Before every door
there were dragoons drinking and singing round the tables, and some
were dancing with the girls of the village. Some of them shouted at
us when they saw we were coming from Paris, and called us runaway
rebels; but Eustace showed his pass, told them what it was, for they
could not read, and desired their officer to be fetched. He came out
of the priest's house, and was very civil.
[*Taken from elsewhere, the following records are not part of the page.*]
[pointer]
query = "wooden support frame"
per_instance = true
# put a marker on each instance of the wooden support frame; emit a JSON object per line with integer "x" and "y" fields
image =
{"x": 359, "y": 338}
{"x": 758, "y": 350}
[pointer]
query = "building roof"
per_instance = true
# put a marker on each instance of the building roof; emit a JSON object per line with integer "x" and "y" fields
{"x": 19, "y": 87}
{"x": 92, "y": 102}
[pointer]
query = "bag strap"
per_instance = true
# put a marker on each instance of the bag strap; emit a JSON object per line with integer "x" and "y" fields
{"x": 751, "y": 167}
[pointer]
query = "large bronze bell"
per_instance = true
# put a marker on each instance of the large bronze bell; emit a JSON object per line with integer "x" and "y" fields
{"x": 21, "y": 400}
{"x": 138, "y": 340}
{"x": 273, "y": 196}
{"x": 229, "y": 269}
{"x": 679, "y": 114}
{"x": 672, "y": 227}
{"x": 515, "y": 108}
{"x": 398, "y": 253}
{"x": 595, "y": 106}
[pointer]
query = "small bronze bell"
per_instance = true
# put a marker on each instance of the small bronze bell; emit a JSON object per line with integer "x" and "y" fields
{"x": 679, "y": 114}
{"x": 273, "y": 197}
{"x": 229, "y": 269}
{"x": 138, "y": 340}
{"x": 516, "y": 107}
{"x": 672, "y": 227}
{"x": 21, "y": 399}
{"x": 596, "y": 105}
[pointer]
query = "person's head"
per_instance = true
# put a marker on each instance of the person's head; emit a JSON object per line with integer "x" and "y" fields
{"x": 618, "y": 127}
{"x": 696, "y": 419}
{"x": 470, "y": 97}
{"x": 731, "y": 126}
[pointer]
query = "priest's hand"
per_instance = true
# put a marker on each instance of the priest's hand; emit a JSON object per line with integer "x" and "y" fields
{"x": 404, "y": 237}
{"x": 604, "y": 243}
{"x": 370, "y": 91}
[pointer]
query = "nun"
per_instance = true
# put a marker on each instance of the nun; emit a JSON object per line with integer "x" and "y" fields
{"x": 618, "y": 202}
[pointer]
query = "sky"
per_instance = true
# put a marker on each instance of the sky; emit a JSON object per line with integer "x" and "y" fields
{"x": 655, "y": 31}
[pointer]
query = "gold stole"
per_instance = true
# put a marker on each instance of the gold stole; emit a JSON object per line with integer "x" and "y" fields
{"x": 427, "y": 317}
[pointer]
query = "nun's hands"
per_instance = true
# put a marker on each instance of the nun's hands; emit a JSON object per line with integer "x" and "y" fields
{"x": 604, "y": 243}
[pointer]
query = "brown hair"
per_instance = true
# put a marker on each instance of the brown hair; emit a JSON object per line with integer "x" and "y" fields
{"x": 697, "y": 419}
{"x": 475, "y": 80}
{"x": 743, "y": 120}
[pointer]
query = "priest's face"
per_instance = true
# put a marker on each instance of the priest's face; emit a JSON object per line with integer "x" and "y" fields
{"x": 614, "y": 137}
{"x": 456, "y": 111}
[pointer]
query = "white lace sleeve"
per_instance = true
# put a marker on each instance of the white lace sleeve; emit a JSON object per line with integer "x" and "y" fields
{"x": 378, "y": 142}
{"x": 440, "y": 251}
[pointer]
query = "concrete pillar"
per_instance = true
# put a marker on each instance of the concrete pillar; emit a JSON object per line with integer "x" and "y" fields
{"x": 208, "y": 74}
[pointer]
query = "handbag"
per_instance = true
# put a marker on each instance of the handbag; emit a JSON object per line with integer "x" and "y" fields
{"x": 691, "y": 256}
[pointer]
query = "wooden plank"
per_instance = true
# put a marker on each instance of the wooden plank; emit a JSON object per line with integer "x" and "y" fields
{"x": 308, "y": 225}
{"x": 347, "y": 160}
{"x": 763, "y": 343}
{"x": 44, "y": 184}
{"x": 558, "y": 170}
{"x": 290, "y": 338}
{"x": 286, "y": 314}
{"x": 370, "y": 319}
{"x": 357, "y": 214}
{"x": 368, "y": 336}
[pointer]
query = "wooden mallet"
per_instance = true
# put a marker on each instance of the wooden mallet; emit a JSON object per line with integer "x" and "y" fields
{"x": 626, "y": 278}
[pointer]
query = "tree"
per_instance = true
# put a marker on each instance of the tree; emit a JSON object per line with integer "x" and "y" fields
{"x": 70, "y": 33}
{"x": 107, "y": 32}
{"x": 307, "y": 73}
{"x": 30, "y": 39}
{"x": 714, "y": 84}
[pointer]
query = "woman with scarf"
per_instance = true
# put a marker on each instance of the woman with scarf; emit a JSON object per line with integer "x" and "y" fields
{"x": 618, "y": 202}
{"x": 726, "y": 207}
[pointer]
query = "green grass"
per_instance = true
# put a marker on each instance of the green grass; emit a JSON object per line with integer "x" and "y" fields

He said Colonel de
Solivet had desired that all assistance should be given to us, but
that we had not been expected so soon. He really did not know where
to quarter the lady or the mules, and he advised us to go on another
league, while he dispatched an orderly with the intelligence to the
colonel. There was nothing else to be done, though my brother, after
his sleepless night, was becoming much exhausted, in spite of the
wine we gave him, while as to the mules, they had an opinion of their
own, poor things, as to going on again, and after all sorts of
fiendish noises from the coachman, and furious lashings with his
whip, the dragoons pricked them with their swords, and at last they
rushed on at a gallop that I thought would have shaken Eustace to
death.
However, before we had gone very far Solivet rode out to meet us. It
was another cause of anxiety, although it was dusk, and he had
expected us to have slept at St. Denis and to have arrived the next
day, and he asked, what could have made us start so early, just as if
we had been criminals fleeing from justice; but he took us to the
chateau where he was quartered, and, though they were much crowded
there, the family tried to make us comfortable.